SPOILER ALERT: Usual rules: No giving the game away if you’ve gone further; don’t spoil it for yourself if you are further behind.

Basically, it’s too difficult to remember which Wire events are OK to write about and which aren’t, in case I spoil someone’s enjoyment. Sadly, I’ve already spoilt it for myself by seeing it already. I know what’s going to happen in the wind-up part of the 5-series set, so I don’t want to watch it until I’ve forgotten enough detail to make it watchable again.

There’s an Iraq war short series from “the team who brought you the Wire.” I would be grateful if someone who’s seen it in the US will tell me if it’s good. I’ve decided to wait till it’s on television here, so as not to spoil it, in case it is good.

However, I’m so squeamish that I won’t want to watch it if it’s too distressing. Which, given that it’s about the Iraq war, is probably a certainty. So I’m in two minds about the whole thing and would welcome any guidance.

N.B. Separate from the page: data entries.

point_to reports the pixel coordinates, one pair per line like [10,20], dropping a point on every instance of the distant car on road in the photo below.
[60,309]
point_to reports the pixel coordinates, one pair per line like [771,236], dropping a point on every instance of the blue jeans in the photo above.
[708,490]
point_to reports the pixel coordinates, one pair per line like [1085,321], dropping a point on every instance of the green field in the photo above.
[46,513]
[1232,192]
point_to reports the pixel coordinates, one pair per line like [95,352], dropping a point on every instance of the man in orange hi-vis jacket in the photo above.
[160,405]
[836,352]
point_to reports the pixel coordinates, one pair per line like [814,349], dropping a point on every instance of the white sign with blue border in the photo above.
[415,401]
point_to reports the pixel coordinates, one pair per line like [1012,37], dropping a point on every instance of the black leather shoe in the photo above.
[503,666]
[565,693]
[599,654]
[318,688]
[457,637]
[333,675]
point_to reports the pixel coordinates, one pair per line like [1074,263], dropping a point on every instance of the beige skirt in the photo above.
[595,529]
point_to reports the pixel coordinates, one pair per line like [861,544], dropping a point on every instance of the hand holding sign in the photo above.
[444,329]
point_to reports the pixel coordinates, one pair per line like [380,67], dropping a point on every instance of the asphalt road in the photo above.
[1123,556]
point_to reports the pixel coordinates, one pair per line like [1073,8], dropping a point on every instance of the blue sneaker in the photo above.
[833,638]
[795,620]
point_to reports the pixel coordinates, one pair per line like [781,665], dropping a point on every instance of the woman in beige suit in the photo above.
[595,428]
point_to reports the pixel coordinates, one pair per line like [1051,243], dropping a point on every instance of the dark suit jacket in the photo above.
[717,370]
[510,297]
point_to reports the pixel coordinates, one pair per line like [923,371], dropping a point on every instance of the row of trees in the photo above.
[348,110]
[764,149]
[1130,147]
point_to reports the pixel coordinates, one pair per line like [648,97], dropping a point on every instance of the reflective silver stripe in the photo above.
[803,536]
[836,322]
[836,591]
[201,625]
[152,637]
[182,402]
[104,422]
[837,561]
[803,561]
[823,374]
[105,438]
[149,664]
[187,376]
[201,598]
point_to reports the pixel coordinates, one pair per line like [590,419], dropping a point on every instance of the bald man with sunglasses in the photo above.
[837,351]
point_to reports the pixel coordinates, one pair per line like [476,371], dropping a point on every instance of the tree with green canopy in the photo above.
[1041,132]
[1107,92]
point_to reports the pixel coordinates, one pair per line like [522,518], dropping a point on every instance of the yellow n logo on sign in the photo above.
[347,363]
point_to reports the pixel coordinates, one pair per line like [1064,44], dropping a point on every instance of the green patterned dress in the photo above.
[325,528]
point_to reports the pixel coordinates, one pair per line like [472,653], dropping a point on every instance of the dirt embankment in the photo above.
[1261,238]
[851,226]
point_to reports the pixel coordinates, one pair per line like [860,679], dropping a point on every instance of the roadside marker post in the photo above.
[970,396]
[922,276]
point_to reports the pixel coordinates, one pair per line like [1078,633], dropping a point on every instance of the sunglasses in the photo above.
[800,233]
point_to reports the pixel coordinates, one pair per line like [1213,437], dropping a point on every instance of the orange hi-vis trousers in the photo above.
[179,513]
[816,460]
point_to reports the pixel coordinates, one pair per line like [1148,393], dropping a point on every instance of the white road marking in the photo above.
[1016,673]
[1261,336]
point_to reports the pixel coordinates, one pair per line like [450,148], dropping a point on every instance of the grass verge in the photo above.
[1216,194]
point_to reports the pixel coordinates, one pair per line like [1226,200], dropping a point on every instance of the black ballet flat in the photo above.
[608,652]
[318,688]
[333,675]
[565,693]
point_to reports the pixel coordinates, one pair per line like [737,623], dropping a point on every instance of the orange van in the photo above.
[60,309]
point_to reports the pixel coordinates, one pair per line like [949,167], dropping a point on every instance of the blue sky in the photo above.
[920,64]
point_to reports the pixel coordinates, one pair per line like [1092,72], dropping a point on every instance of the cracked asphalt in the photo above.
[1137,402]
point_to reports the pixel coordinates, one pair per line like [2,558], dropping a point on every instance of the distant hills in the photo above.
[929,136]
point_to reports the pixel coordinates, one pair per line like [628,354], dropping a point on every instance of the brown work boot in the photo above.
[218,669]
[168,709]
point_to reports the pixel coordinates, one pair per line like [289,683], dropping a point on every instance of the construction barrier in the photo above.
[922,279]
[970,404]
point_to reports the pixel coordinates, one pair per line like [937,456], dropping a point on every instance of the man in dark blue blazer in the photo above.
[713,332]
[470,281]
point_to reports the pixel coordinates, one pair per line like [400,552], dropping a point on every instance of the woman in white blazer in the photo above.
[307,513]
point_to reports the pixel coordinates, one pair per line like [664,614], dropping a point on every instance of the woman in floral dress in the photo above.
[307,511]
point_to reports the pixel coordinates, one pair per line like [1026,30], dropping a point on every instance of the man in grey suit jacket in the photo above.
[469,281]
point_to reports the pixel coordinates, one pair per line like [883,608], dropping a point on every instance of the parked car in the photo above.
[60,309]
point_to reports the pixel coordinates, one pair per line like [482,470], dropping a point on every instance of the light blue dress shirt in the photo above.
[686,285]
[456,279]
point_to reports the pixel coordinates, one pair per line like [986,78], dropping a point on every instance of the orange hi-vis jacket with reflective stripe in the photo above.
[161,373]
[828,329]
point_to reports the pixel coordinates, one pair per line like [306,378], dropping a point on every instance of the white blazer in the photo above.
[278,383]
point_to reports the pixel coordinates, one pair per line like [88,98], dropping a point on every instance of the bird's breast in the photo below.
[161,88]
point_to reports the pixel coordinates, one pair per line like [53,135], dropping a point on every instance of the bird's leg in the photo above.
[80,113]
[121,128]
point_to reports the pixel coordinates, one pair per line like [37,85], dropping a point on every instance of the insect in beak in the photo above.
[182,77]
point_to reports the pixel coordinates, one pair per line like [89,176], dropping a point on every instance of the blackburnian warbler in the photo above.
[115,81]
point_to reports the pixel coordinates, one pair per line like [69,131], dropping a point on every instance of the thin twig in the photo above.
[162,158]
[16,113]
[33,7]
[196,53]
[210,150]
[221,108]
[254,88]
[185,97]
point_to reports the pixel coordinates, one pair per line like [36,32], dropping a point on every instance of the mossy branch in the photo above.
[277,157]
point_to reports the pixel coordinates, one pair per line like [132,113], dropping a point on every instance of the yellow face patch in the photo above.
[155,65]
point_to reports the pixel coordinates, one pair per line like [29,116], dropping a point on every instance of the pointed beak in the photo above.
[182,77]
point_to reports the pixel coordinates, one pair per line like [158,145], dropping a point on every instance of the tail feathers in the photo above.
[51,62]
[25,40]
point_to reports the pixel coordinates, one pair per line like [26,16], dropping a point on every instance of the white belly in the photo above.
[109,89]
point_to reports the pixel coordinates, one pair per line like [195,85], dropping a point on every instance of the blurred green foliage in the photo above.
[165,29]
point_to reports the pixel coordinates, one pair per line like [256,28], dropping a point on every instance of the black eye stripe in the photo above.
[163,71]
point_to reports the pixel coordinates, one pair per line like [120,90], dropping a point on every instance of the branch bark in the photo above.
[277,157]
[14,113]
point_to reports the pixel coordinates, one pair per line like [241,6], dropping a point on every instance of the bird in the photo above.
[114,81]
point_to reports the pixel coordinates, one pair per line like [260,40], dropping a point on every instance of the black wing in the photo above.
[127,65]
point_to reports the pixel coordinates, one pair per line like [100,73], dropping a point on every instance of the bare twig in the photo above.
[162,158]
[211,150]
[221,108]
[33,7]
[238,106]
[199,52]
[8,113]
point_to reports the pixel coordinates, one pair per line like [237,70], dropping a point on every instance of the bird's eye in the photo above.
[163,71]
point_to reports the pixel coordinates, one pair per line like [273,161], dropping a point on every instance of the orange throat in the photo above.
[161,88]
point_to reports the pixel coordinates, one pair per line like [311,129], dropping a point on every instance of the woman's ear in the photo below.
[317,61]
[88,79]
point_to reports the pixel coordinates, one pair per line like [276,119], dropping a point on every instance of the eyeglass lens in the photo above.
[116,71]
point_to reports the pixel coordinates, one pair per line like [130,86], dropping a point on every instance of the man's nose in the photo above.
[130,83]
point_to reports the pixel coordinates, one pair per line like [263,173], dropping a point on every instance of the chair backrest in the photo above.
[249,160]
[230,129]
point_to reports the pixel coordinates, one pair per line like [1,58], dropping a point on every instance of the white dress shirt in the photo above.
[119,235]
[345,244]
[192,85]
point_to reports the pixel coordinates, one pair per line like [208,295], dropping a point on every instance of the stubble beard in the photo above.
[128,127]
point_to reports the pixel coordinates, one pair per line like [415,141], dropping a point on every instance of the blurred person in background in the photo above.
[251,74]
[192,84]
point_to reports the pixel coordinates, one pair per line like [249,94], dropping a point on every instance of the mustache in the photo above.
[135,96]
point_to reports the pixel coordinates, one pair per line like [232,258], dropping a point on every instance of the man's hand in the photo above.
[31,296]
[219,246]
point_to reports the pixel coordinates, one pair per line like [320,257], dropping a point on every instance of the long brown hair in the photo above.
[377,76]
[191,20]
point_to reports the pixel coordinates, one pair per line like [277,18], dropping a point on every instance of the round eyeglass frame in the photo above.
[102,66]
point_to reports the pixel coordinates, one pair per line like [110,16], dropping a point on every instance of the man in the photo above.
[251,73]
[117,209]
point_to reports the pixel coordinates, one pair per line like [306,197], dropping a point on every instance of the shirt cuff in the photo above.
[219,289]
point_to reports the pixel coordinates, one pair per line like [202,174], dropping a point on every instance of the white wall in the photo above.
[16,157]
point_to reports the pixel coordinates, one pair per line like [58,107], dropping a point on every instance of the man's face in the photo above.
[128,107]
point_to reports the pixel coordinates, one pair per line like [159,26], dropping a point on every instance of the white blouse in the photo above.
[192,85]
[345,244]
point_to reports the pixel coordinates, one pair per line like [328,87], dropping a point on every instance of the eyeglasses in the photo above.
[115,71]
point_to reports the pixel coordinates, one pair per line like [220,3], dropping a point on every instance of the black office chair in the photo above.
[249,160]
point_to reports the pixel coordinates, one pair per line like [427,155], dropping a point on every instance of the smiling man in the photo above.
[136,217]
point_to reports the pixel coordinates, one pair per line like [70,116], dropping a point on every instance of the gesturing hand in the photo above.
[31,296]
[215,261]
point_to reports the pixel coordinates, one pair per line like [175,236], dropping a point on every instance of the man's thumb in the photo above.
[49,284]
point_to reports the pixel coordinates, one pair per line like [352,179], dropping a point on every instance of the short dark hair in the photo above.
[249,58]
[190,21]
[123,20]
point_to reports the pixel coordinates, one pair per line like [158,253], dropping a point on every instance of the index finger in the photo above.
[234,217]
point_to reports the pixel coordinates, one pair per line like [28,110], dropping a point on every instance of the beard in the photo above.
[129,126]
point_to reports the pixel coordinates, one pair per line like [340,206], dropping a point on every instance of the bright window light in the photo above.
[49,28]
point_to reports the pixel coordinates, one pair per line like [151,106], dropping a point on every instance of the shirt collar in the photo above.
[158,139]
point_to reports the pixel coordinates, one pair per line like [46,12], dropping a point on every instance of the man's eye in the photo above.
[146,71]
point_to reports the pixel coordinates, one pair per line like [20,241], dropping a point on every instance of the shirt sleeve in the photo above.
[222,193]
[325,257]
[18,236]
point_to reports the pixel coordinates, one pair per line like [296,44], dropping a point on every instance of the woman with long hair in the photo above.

Otherwise completely unconnected to the above rambling, except for being also interesting in today’s Guardian, there’s an article by Hicham Yezza, the academic who’s waiting to be deported after downloading the al-qaeda manual for a colleague.

The UN’s committee on human rights has just published a report criticising Britain’s anti-terror laws and the resulting curbs on civil liberties. For many commentators the issues raised are mostly a matter of academic abstractions and speculative meanderings. For me, it is anything but. These laws have destroyed my life. (from Hicham Yezza in the Guardian.)

I had lazily assumed that this nonsense was all sorted out months ago. It appears not. Just because the media have lost interest doesn’t mean that this absurdity has been undone. In fact, some inexorable process – that Yezza characterises as Kafkaesque – seems have been set going.